Since 1920, the member clubs of the United German-American Societies of Greater Chicago have come together to celebrate German-American Fest, a festival centered around German traditions of hospitality and family associated with Oktoberfest.

“We have a large German community here and love celebrating and sharing our German culture and traditions with Chicago every September,” said Joe Bradtke, President of German-American Fest. “As we pass down cultural traditions to our children and their children, we open our arms and hearts to everyone to celebrate along with us.”

The free three-day festival begins Friday, Sept. 8, and runs until Sunday, Sept. 10, with festival hours being 5 p.m. – 11 p.m. Friday, 12 p.m. – 11 p.m. Saturday, and 12 p.m. – 10 p.m. Sunday.

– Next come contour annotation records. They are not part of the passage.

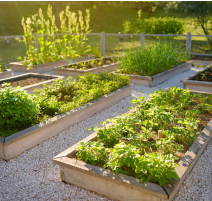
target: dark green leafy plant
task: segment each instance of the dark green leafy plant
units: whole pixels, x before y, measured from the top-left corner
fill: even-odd
[[[33,125],[37,123],[38,114],[38,103],[20,87],[6,87],[0,90],[0,133]]]
[[[180,46],[158,42],[153,46],[131,48],[118,59],[120,73],[153,76],[186,60]]]
[[[132,100],[136,108],[133,113],[91,129],[97,131],[95,142],[101,144],[102,150],[108,149],[101,161],[105,168],[163,186],[178,178],[178,153],[185,153],[198,137],[203,115],[212,117],[212,96],[172,87],[168,92],[155,91],[149,97],[145,101],[144,97]],[[106,126],[107,122],[111,124]],[[76,153],[86,155],[87,149],[84,144]]]
[[[107,155],[107,149],[99,142],[80,143],[77,148],[77,157],[92,165],[104,164]]]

Special events include the festival’s opening ceremony, which begins at 8 p.m. Friday, and the Von Steuben Parade, which begins at 2 p.m. on Saturday. The parade’s route will travel northbound on Lincoln Avenue from Irving Park, then to Wilson, turning west to Western Avenue, where parade participants will pass the viewing stand at Leland and Western.

Festival activities can be found near Lincoln, Leland and Western Avenues, where German and American food and drinks — including bratwurst, thueringers, schnitzel and pretzels — will be served, along with live entertainment to celebrate the traditional German Oktoberfest.

Bands set to perform this year include the Phenix Band, Paloma, The Tuesdays and more.

Full food and drink vendors along with the entertainment schedule can be found here.

Oktoberfest traces its roots back to Munich, Germany in 1810, where the original festival was held to celebrate a royal wedding. Festivities were so popular at the event, they became an annual tradition and can now be seen celebrated around the world, including here in Chicago.